Diocesi di Milano: Boati (Cav) - «Sulla 194 servirebbe un dibattito più serio»
di Stefania Cecchetti
da www.chiesadimilano.it
@Riproduzione Riservata del 24 aprile 2024
Il vicepresidente del Centro ambrosiano di aiuto alla vita interviene sull'emendamento alla legge sull'aborto inserito nelle nuove disposizioni per l'attuazione del Pnrr, che nei giorni scorsi ha suscitato numerose polemiche.-
Sono state appena approvate dal Senato le nuove disposizioni per l’attuazione del Piano nazionale di ripresa e resilienza (Pnrr), all’interno delle quali si trova l’emendamento alla legge 194, sulla presenza nei consultori delle associazioni pro-vita, che ha causato forti polemiche nei giorni scorsi. Ne abbiamo parlato con Giulio Boati, vicepresidente del Centro ambrosiano di aiuto alla vita.
Qualcuno ha parlato di attacco alla legge 194. Lei cosa ne pensa?
Ho trovato poca felice l’idea di inserire questo emendamento nelle disposizioni per l’attuazione del Piano nazionale di ripresa e resilienza, che poco ha a che fare con la legge 194, tanto che dall’opinione pubblica, soprattutto quella laica, questa mossa è stata avvertita come una specie di “colpo di mano”. Credo invece che questi temi meriterebbero un dibattito ben più attento e approfondito
Da che punto di vista?
Per esempio andrebbe approfondito il discorso sulla reale applicazione della legge 194, secondo cui è previsto che quando una donna si presenta, nella maggior parte dei casi in un consultorio, per la richiesta di un certificato per abortire, non ci si limiti a una datazione ginecologica dell’età del feto, ma le vengano presentate tutte le possibilità di scelta, in modo che la sua decisione sia effettivamente libera e non dettata solo da ragioni economiche, dalla paura o da motivi di altro genere. Infatti la legge 194 prevede che alla donna sia fornito un adeguato sostegno psicologico e un secondo appuntamento a distanza di 15 giorni. Io ho qualche dubbio che questo avvenga davvero nella maggior parte dei casi.
Posso dire invece con certezza che questo è lo stile con cui cerchiamo di lavorare noi e le associazioni come la nostra: non tanto fare opera di dissuasione, quanto cercare di offrire un aiuto alla donna che si trova in difficoltà. Lasciandola comunque libera di decidere se, nonostante le possibilità di aiuto proposte, vuole comunque abortire.

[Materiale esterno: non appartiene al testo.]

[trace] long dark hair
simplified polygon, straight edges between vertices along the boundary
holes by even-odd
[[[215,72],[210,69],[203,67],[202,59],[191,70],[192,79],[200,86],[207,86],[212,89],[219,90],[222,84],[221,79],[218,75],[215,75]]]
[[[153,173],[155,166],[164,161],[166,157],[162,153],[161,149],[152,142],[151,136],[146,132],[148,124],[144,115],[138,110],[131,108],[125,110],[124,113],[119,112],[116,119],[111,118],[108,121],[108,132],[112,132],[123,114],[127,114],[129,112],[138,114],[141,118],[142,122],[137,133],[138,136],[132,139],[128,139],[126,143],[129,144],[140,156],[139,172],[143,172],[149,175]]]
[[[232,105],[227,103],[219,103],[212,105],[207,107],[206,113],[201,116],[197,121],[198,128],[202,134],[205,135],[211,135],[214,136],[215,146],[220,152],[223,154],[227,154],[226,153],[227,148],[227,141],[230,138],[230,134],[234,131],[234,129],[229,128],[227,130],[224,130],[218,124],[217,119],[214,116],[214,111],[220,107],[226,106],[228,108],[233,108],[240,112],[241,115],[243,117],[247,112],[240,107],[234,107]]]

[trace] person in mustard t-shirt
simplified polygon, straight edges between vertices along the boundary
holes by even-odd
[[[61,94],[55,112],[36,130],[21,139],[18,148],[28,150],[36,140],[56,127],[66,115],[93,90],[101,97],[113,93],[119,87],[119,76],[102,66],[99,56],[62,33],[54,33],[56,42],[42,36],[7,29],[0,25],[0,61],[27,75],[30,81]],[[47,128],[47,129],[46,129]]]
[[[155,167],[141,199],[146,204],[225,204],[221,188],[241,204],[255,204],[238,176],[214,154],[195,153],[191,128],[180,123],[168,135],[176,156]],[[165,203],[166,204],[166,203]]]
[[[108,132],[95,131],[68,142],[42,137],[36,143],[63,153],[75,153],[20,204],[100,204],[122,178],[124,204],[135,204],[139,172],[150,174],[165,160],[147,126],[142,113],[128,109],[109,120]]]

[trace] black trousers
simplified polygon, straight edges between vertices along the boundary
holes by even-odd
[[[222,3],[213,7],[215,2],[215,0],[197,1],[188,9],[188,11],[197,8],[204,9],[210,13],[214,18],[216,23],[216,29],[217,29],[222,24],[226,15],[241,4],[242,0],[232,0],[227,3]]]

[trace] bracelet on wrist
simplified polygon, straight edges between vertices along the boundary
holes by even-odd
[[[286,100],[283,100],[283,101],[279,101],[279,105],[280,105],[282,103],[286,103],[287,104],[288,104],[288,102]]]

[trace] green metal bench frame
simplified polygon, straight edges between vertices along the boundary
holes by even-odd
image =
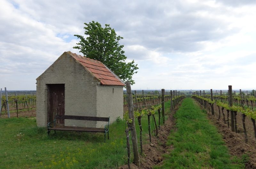
[[[110,118],[110,117],[91,117],[72,115],[60,115],[57,114],[55,116],[55,118],[54,120],[52,121],[49,122],[47,125],[47,129],[48,129],[48,131],[47,131],[48,135],[50,135],[50,132],[51,130],[54,130],[55,133],[56,133],[56,130],[104,133],[104,141],[105,142],[106,141],[106,134],[107,133],[108,133],[108,139],[109,139],[108,132],[109,131]],[[56,120],[58,119],[108,121],[108,123],[107,124],[105,125],[104,128],[61,126],[56,125]],[[53,126],[52,125],[53,124]]]

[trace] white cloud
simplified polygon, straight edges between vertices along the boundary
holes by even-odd
[[[2,88],[35,89],[35,79],[63,52],[79,53],[72,48],[79,41],[73,35],[83,35],[84,23],[92,20],[110,24],[124,37],[127,61],[134,59],[140,68],[135,89],[225,89],[232,83],[248,88],[256,82],[251,77],[256,64],[254,1],[1,4]]]

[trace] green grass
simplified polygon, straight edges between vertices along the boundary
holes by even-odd
[[[168,102],[166,114],[169,112]],[[143,140],[147,143],[147,117],[141,122]],[[127,163],[123,121],[110,125],[110,139],[105,143],[103,133],[56,131],[49,137],[45,128],[36,126],[35,118],[0,119],[0,129],[1,169],[115,168]]]
[[[243,168],[246,157],[232,158],[216,128],[190,98],[183,100],[175,115],[177,131],[167,144],[174,149],[165,154],[163,164],[155,168]]]

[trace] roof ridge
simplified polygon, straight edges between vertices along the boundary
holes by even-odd
[[[100,80],[102,84],[124,85],[119,77],[101,62],[72,53],[70,51],[67,52]]]

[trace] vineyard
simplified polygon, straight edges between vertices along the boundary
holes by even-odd
[[[34,94],[8,96],[7,100],[5,96],[2,96],[0,116],[3,114],[7,115],[8,108],[12,117],[15,115],[18,117],[21,113],[28,116],[35,116],[36,100]]]
[[[252,161],[253,159],[256,159],[256,157],[254,157],[256,156],[256,153],[254,153],[256,151],[253,151],[256,143],[256,99],[254,96],[247,95],[241,90],[240,93],[236,93],[232,92],[231,89],[229,89],[228,92],[226,93],[221,91],[219,92],[216,91],[214,93],[212,90],[210,92],[197,91],[192,96],[201,105],[202,113],[205,114],[206,113],[210,120],[217,121],[216,125],[222,129],[221,132],[223,138],[221,136],[215,136],[218,134],[216,131],[214,131],[216,133],[213,134],[212,136],[211,135],[213,131],[209,132],[207,130],[204,131],[198,130],[197,128],[201,126],[199,130],[204,129],[215,131],[216,129],[212,126],[208,126],[209,123],[204,119],[202,114],[198,113],[196,115],[192,115],[194,112],[201,112],[201,110],[198,105],[198,109],[196,106],[194,107],[191,106],[193,102],[196,102],[195,100],[191,98],[184,99],[185,95],[181,91],[166,92],[162,89],[161,92],[153,92],[144,94],[143,91],[139,94],[136,91],[129,92],[127,90],[123,98],[124,119],[117,119],[116,121],[111,125],[110,140],[107,140],[106,143],[102,142],[101,135],[95,133],[80,134],[60,131],[57,134],[53,134],[48,137],[46,134],[44,128],[36,127],[36,120],[33,117],[36,115],[35,95],[8,96],[8,99],[4,96],[2,96],[0,123],[1,127],[4,127],[7,124],[9,127],[7,130],[0,133],[6,138],[4,140],[3,145],[4,146],[2,150],[4,152],[1,152],[4,154],[5,154],[4,152],[9,151],[9,152],[1,156],[4,160],[0,162],[0,165],[11,168],[19,166],[21,168],[82,168],[85,166],[89,168],[113,168],[121,166],[120,168],[139,168],[134,164],[132,165],[133,162],[137,166],[140,165],[141,167],[144,168],[151,168],[156,165],[157,165],[154,167],[156,168],[170,168],[171,163],[173,168],[179,168],[179,166],[185,168],[194,166],[191,167],[193,168],[198,166],[202,167],[207,166],[205,168],[224,168],[222,167],[226,164],[229,164],[229,166],[233,166],[230,168],[243,168],[244,167],[241,166],[249,160],[249,158],[246,156],[247,154],[250,159],[253,159],[250,160]],[[181,106],[181,102],[183,105]],[[188,104],[190,105],[189,106]],[[8,105],[11,117],[19,118],[7,118]],[[179,107],[183,108],[181,110],[179,109],[178,114],[176,114]],[[196,110],[193,110],[193,109]],[[24,118],[22,116],[26,117]],[[28,118],[28,116],[32,117]],[[176,120],[174,117],[177,118],[177,122],[179,126],[174,126]],[[191,120],[192,117],[195,119]],[[191,124],[193,122],[195,123],[195,124]],[[188,124],[181,125],[182,123]],[[184,130],[179,130],[179,127],[180,127],[181,125],[181,127],[184,127],[183,125],[187,125],[186,127],[188,128]],[[195,129],[191,127],[194,125],[196,127]],[[182,133],[183,131],[186,131],[186,134]],[[207,135],[203,136],[200,132]],[[135,140],[134,135],[136,136],[138,140]],[[236,138],[240,138],[239,135],[243,137],[242,142],[239,142],[238,140],[241,140]],[[197,136],[198,138],[196,138]],[[219,137],[220,140],[212,141],[208,139],[211,137]],[[228,154],[228,150],[226,150],[227,148],[220,143],[222,139],[227,138],[229,140],[226,143],[232,150],[232,155],[242,157],[241,158],[245,159],[244,162],[230,162],[230,158],[227,155]],[[201,138],[202,140],[200,141],[202,142],[197,143],[198,145],[196,145],[196,143],[193,143],[193,141],[199,142]],[[15,139],[12,140],[13,139]],[[185,139],[186,141],[184,141]],[[170,148],[166,144],[168,142],[171,143],[171,147],[174,147],[176,149],[170,155],[169,153],[164,155],[164,157],[165,157],[163,158],[163,154],[166,153],[166,149]],[[81,146],[85,142],[86,143],[86,146]],[[248,144],[242,144],[242,142]],[[8,145],[7,143],[11,143],[11,149],[9,146],[5,146]],[[55,144],[56,143],[59,143]],[[206,147],[209,145],[213,150],[220,146],[221,147],[219,148],[221,149],[220,151],[224,149],[227,154],[224,155],[219,153],[220,154],[218,155],[218,160],[220,162],[216,162],[217,158],[212,159],[212,155],[210,156],[207,154],[212,153],[212,151],[213,150],[209,149],[210,148],[205,149],[201,147],[200,145],[202,144],[205,144]],[[180,144],[179,146],[180,147],[175,148]],[[29,146],[28,146],[28,145]],[[43,148],[39,150],[38,146]],[[15,152],[18,151],[17,148],[21,147],[23,147],[24,150],[19,150],[20,152],[17,156],[18,154]],[[77,149],[77,147],[80,148]],[[136,147],[135,150],[134,149]],[[195,155],[191,155],[190,151],[192,152],[194,151]],[[52,155],[49,156],[49,152]],[[249,152],[246,154],[246,152]],[[192,160],[189,162],[189,164],[185,163],[187,160],[184,158],[183,153],[187,154],[185,155],[186,156],[185,158]],[[109,153],[111,155],[109,156]],[[201,158],[202,153],[205,153],[203,156],[211,156],[211,158]],[[178,156],[178,154],[180,155]],[[22,157],[20,157],[20,154]],[[239,156],[240,155],[242,156]],[[192,160],[189,157],[194,155],[195,156],[193,156],[193,158],[196,157],[198,164],[192,164],[196,160]],[[166,158],[167,157],[168,157]],[[180,158],[175,158],[176,157]],[[19,158],[21,158],[19,160],[22,161],[21,165],[20,162],[17,163],[15,162]],[[47,159],[45,161],[42,159]],[[204,164],[200,165],[201,164],[201,164],[202,160]],[[107,164],[106,161],[108,162]],[[177,163],[179,161],[180,163]],[[216,164],[218,163],[220,163]],[[248,165],[249,166],[247,168],[256,166],[252,162],[251,163]],[[162,164],[165,166],[161,166]],[[218,165],[220,166],[215,166]]]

Da diversi anni siamo presenti con uno sportello all’Ospedale San Carlo di Milano. Ci aveva chiamati il professor Buscaglia, uno dei medici abortisti della prima ora, perché lui era convinto che, senza avere davanti tutte le possibilità di scelta, una donna non fosse veramente in grado di decidere liberamente.
Di cosa ha più bisogno una donna in difficoltà a causa di una gravidanza inattesa?
La statistica è enorme, non c’è una regola precisa in queste cose, ma direi che la cosa che le donne chiedono di più è di non sentirsi sole, di sentire che la loro gravidanza non è un affare privato. Purtroppo, invece, la maternità è vissuta per il 90% dei casi in solitudine, anche in situazioni non problematiche.
Ogni donna deve cambiare i suoi ritmi di vita, non può più fare le cose che faceva prima, si allontana dalle amicizie di sempre, dal suo lavoro. Questo può generare una serie di problematiche, anche psicologiche, a cui la nostra società non è in grado di rispondere. Quello di cui ci sarebbe bisogno è una vicinanza vera, una serie di reti, anche culturali, che sostengano una mamma. Per dirla con gli africani, servirebbe un intero villaggio per crescere un bambino, perché i figli non sono solo affare delle donne, sono una questione sociale.
Di contro invece, ogni dibattito sulla legge 194 è un affare non solo sociale, ma addirittura politico, come dimostrano le polemiche di questi giorni…
Sì, ma è un dibattito ideologico, non sostanziale, che si riaccende davanti a casi sconcertanti, come il neonato lasciato nel cassonetto, ma che poi non affronta davvero le questioni. Per farlo è necessario impostare un dialogo serio, che non si nutra solo di slogan vecchi di anni. Ma se non riusciamo nemmeno a mettere in piazza a Milano una statua che raffigura una maternità direi che su questi temi siamo proprio lontani da un dibattito sereno.